Ко мне он относился снисходительно и чуть насмешливо, как мне казалось — потому, что он знал, что никакая я не медсестра, и в медицине ничего не понимаю. Но в нашем ТБЦ отделении не было профессионалов, да и сам он не был фтизиатром, тем не менее, мы оба старались делать своё дело как могли хорошо…

Увы, нашим туберкулёзникам мы практически ничем помочь не могли. У нас ничего не было. Ни медикаментов, ни аппаратуры, ничего, кроме шприцов с затупившимися иглами. Был, правда, аппарат для пневмоторокса, но вряд ли и опытному фтизиатру пришлось бы пользоваться им.

Дело в том, что туберкулёзники попадали в Мошево, когда уже оба легких были изъедены кавернами — куда же «поддувать»?!..

У нас почти не было ни героина, ни кодеина, чтоб хоть на время избавить несчастных от непрерывного кашля, раздирающего остатки лёгких. Только «солюция» ипекакуаны, да раствор хлористого кальция — всё, что имелось в нашей аптечке. Морфий и пантопон были привилегией только одного хирургического отделения. Пенициллин и стрептомицин уже начали входить в медицину, но… конечно, не для лагерных больниц. И хорошо, что больные о них ещё и не знали.

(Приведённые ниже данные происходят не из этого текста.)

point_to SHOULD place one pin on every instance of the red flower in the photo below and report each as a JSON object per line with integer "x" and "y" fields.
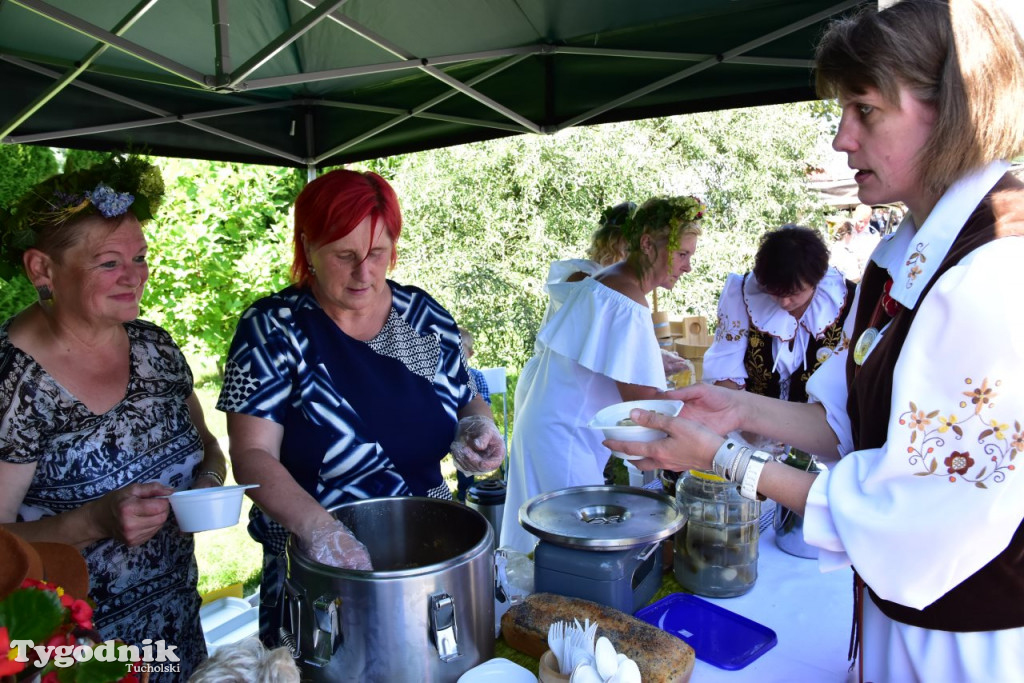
{"x": 8, "y": 666}
{"x": 958, "y": 463}
{"x": 41, "y": 585}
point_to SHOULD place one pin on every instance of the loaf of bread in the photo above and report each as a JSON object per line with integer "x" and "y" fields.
{"x": 660, "y": 656}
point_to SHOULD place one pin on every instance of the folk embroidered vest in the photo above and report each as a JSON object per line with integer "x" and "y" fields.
{"x": 762, "y": 380}
{"x": 993, "y": 597}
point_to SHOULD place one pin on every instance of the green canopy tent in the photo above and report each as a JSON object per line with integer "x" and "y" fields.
{"x": 312, "y": 83}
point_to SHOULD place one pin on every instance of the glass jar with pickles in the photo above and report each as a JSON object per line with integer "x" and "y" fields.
{"x": 716, "y": 553}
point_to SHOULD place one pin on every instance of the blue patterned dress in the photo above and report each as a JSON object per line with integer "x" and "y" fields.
{"x": 146, "y": 591}
{"x": 360, "y": 419}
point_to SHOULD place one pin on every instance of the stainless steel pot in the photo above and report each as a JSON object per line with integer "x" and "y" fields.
{"x": 425, "y": 613}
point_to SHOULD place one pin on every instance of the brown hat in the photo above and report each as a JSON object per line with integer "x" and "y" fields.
{"x": 53, "y": 562}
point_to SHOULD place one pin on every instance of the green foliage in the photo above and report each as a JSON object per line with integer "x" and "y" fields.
{"x": 22, "y": 166}
{"x": 15, "y": 294}
{"x": 482, "y": 222}
{"x": 221, "y": 241}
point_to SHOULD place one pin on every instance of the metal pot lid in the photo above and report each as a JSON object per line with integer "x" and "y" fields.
{"x": 601, "y": 517}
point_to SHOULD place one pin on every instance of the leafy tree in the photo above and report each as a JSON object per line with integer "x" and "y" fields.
{"x": 221, "y": 241}
{"x": 484, "y": 221}
{"x": 22, "y": 166}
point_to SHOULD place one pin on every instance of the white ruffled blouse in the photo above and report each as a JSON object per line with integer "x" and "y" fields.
{"x": 594, "y": 338}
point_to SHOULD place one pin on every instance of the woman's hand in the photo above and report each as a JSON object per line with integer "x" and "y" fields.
{"x": 331, "y": 543}
{"x": 688, "y": 444}
{"x": 716, "y": 408}
{"x": 131, "y": 515}
{"x": 477, "y": 447}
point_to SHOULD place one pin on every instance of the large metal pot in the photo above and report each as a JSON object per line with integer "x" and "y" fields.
{"x": 425, "y": 613}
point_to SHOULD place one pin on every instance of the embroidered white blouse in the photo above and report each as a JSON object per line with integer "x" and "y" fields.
{"x": 744, "y": 304}
{"x": 943, "y": 496}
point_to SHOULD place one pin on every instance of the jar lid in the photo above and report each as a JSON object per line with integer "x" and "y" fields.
{"x": 601, "y": 517}
{"x": 708, "y": 476}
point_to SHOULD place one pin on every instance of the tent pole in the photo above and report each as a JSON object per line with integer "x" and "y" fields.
{"x": 221, "y": 39}
{"x": 72, "y": 74}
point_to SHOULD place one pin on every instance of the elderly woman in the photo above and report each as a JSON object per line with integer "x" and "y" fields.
{"x": 345, "y": 385}
{"x": 926, "y": 503}
{"x": 99, "y": 417}
{"x": 779, "y": 322}
{"x": 597, "y": 348}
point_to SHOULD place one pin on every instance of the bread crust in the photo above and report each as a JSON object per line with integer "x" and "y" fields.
{"x": 660, "y": 656}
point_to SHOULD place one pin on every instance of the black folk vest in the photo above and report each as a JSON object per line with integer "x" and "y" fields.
{"x": 758, "y": 359}
{"x": 993, "y": 597}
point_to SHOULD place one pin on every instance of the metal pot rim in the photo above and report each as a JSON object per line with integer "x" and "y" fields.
{"x": 484, "y": 544}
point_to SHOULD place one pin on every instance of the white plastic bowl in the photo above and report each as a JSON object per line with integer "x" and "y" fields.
{"x": 205, "y": 509}
{"x": 607, "y": 421}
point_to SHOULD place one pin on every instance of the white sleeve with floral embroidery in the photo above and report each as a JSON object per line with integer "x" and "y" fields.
{"x": 943, "y": 496}
{"x": 724, "y": 359}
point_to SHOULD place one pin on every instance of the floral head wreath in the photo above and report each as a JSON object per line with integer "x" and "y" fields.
{"x": 111, "y": 188}
{"x": 674, "y": 213}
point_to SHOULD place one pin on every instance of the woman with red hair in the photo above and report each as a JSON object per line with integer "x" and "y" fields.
{"x": 312, "y": 378}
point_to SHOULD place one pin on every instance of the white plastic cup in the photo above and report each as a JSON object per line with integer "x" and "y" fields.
{"x": 205, "y": 509}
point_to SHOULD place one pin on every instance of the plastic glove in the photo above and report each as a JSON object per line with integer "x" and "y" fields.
{"x": 333, "y": 544}
{"x": 674, "y": 363}
{"x": 477, "y": 447}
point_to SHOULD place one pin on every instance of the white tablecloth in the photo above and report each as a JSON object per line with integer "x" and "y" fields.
{"x": 809, "y": 611}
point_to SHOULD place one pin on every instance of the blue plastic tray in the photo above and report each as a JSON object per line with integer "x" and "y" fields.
{"x": 718, "y": 636}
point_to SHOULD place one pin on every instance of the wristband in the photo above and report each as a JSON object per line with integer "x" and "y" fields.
{"x": 723, "y": 464}
{"x": 752, "y": 474}
{"x": 213, "y": 475}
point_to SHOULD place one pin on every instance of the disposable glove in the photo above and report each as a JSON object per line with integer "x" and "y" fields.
{"x": 477, "y": 447}
{"x": 333, "y": 544}
{"x": 674, "y": 363}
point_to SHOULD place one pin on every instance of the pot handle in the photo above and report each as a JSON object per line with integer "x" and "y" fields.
{"x": 443, "y": 627}
{"x": 291, "y": 620}
{"x": 326, "y": 626}
{"x": 646, "y": 552}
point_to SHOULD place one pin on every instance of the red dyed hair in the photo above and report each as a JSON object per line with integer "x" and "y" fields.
{"x": 331, "y": 207}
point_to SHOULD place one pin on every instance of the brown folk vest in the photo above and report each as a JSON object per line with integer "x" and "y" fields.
{"x": 993, "y": 597}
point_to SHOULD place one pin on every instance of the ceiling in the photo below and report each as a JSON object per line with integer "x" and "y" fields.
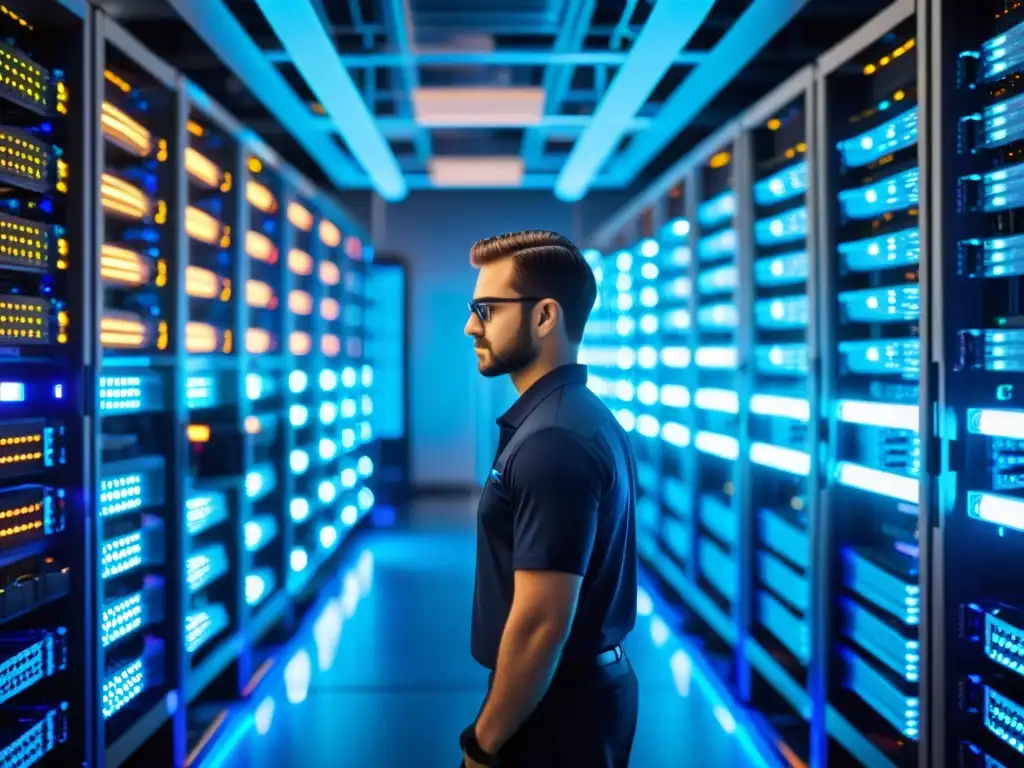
{"x": 411, "y": 94}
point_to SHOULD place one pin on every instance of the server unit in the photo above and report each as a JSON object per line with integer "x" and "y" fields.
{"x": 156, "y": 489}
{"x": 799, "y": 561}
{"x": 48, "y": 681}
{"x": 974, "y": 514}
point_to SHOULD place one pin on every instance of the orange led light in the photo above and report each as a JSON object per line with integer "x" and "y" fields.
{"x": 257, "y": 341}
{"x": 330, "y": 273}
{"x": 202, "y": 226}
{"x": 300, "y": 217}
{"x": 123, "y": 199}
{"x": 330, "y": 309}
{"x": 300, "y": 302}
{"x": 300, "y": 262}
{"x": 202, "y": 284}
{"x": 201, "y": 338}
{"x": 299, "y": 343}
{"x": 123, "y": 265}
{"x": 202, "y": 168}
{"x": 330, "y": 345}
{"x": 330, "y": 235}
{"x": 260, "y": 198}
{"x": 353, "y": 248}
{"x": 261, "y": 248}
{"x": 260, "y": 295}
{"x": 125, "y": 131}
{"x": 119, "y": 330}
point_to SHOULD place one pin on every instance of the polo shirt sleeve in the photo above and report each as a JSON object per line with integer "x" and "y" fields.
{"x": 556, "y": 491}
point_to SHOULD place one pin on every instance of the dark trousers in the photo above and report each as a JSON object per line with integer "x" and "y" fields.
{"x": 587, "y": 719}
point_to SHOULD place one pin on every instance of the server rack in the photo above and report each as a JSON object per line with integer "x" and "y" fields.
{"x": 126, "y": 410}
{"x": 870, "y": 303}
{"x": 719, "y": 355}
{"x": 675, "y": 547}
{"x": 140, "y": 449}
{"x": 781, "y": 437}
{"x": 975, "y": 522}
{"x": 49, "y": 677}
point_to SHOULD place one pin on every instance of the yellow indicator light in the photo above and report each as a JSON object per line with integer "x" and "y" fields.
{"x": 299, "y": 343}
{"x": 330, "y": 273}
{"x": 125, "y": 131}
{"x": 300, "y": 262}
{"x": 24, "y": 243}
{"x": 24, "y": 321}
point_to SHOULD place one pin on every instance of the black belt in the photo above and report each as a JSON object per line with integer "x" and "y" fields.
{"x": 604, "y": 658}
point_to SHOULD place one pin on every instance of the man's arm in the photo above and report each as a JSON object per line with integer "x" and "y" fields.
{"x": 555, "y": 485}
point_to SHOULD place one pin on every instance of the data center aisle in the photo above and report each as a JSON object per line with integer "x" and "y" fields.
{"x": 398, "y": 684}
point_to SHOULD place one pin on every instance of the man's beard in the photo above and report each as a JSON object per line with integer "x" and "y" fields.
{"x": 519, "y": 354}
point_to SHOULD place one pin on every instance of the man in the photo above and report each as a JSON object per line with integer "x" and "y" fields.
{"x": 556, "y": 571}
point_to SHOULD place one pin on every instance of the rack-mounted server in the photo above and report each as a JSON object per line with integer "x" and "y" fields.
{"x": 45, "y": 666}
{"x": 827, "y": 633}
{"x": 870, "y": 373}
{"x": 976, "y": 512}
{"x": 146, "y": 390}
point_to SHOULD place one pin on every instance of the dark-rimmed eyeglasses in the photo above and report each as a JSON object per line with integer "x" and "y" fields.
{"x": 481, "y": 307}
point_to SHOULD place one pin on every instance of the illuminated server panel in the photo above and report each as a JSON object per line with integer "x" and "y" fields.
{"x": 138, "y": 440}
{"x": 870, "y": 370}
{"x": 672, "y": 264}
{"x": 215, "y": 457}
{"x": 780, "y": 486}
{"x": 41, "y": 337}
{"x": 716, "y": 394}
{"x": 637, "y": 304}
{"x": 266, "y": 526}
{"x": 981, "y": 357}
{"x": 356, "y": 386}
{"x": 303, "y": 461}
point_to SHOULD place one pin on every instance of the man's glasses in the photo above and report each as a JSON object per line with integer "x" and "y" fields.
{"x": 481, "y": 307}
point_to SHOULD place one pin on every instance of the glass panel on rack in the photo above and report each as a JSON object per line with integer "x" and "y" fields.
{"x": 135, "y": 397}
{"x": 779, "y": 415}
{"x": 983, "y": 352}
{"x": 876, "y": 451}
{"x": 715, "y": 397}
{"x": 41, "y": 456}
{"x": 265, "y": 387}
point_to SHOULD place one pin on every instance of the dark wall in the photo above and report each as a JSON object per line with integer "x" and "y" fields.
{"x": 452, "y": 408}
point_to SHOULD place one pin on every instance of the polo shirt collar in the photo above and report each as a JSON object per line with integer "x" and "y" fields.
{"x": 548, "y": 384}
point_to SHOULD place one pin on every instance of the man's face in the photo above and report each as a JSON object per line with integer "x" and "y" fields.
{"x": 504, "y": 342}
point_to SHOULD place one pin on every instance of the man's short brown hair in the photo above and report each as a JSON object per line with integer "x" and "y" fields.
{"x": 548, "y": 265}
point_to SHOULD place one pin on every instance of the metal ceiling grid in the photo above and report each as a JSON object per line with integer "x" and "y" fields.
{"x": 517, "y": 82}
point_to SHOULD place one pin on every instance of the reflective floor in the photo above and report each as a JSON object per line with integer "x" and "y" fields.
{"x": 386, "y": 677}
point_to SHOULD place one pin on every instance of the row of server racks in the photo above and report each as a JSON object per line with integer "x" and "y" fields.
{"x": 810, "y": 327}
{"x": 184, "y": 397}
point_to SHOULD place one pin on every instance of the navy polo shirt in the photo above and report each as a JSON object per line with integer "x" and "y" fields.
{"x": 561, "y": 497}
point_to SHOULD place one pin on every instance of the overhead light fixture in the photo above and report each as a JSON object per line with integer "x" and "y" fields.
{"x": 303, "y": 35}
{"x": 478, "y": 107}
{"x": 669, "y": 28}
{"x": 474, "y": 172}
{"x": 762, "y": 20}
{"x": 220, "y": 30}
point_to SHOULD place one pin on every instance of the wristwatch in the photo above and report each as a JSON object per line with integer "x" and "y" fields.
{"x": 473, "y": 750}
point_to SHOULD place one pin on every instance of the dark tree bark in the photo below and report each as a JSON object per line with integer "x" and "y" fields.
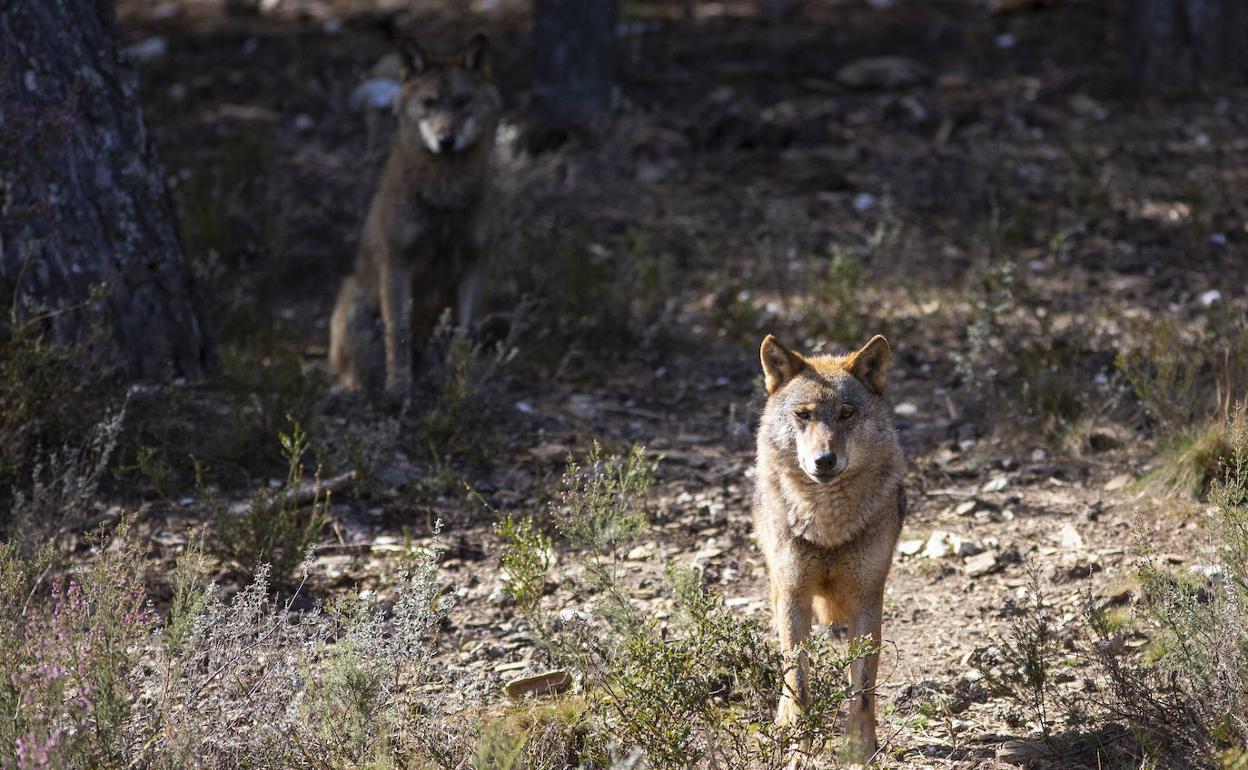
{"x": 574, "y": 69}
{"x": 1178, "y": 44}
{"x": 84, "y": 211}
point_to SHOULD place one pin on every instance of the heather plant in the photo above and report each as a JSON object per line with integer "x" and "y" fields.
{"x": 250, "y": 682}
{"x": 1186, "y": 377}
{"x": 64, "y": 483}
{"x": 457, "y": 419}
{"x": 276, "y": 529}
{"x": 66, "y": 675}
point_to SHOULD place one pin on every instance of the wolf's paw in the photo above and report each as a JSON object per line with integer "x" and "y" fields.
{"x": 788, "y": 713}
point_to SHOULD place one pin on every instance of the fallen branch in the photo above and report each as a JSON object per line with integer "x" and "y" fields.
{"x": 303, "y": 494}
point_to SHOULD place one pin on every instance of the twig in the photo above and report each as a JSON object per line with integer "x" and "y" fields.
{"x": 303, "y": 494}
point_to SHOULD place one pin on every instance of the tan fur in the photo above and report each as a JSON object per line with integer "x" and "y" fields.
{"x": 426, "y": 233}
{"x": 828, "y": 509}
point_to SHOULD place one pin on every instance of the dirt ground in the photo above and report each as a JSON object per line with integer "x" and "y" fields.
{"x": 746, "y": 156}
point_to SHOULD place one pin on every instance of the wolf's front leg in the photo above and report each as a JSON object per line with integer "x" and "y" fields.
{"x": 864, "y": 622}
{"x": 468, "y": 295}
{"x": 396, "y": 296}
{"x": 793, "y": 617}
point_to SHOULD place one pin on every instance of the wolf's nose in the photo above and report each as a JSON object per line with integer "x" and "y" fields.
{"x": 825, "y": 463}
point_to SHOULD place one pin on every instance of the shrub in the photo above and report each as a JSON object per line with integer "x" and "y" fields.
{"x": 1186, "y": 700}
{"x": 276, "y": 529}
{"x": 252, "y": 683}
{"x": 64, "y": 483}
{"x": 1170, "y": 368}
{"x": 31, "y": 368}
{"x": 695, "y": 690}
{"x": 66, "y": 674}
{"x": 457, "y": 421}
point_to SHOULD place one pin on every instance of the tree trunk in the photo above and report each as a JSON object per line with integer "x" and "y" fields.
{"x": 1178, "y": 44}
{"x": 574, "y": 69}
{"x": 87, "y": 240}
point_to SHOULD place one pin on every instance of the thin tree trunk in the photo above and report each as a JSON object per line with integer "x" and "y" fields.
{"x": 1178, "y": 44}
{"x": 574, "y": 68}
{"x": 84, "y": 211}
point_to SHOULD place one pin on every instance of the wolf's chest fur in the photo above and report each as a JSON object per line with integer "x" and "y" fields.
{"x": 831, "y": 514}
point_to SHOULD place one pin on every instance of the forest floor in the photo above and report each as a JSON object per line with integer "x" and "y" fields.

Не было у нас и самого главного — калорийного питания, которое могло бы поддержать силы организма для борьбы с болезнью. Туберкулёзники получали тот же «общий» больничный стол, что и все, кроме больных в первые послеоперационные дни в хирургии. Больничное питание было до того скудно, порции такие микроскопические, что о калорийности смешно было даже говорить. Тем не менее её аккуратно, ежедневно подсчитывал — диетолог по совместительству — наш знаменитый офтальмолог, д-р Мурадханов, и таблицы с подсчитанными калориями ежедневно клались на стол главного врача — директора Центральной больницы — Неймарка — единственного вольнонаёмного врача и хозяина всей больницы.

Может быть, он и читал их — но что он мог сделать??.. Питание?.. Откуда же его было взять?.. Ведь это был концлагерь — да ещё в военные годы…

На грани голода жили все — и больные, и персонал. Единственное, что поддерживало жизнь наших туберкулёзников — это четырехсотграммовая больничная пайка. Пайка чёрного кислого хлеба. Сестра-хозяйка, раздававшая пищу, разрезала эту пайку на три куска, чтобы больные не съедали её сразу с утра. Если случались — не часто — какие-то добавочные порции, их отдавали в хирургию и терапию, где врачи ссорились между собой за «своих больных». и назначали их более «перспективным», которые могли ещё выздороветь.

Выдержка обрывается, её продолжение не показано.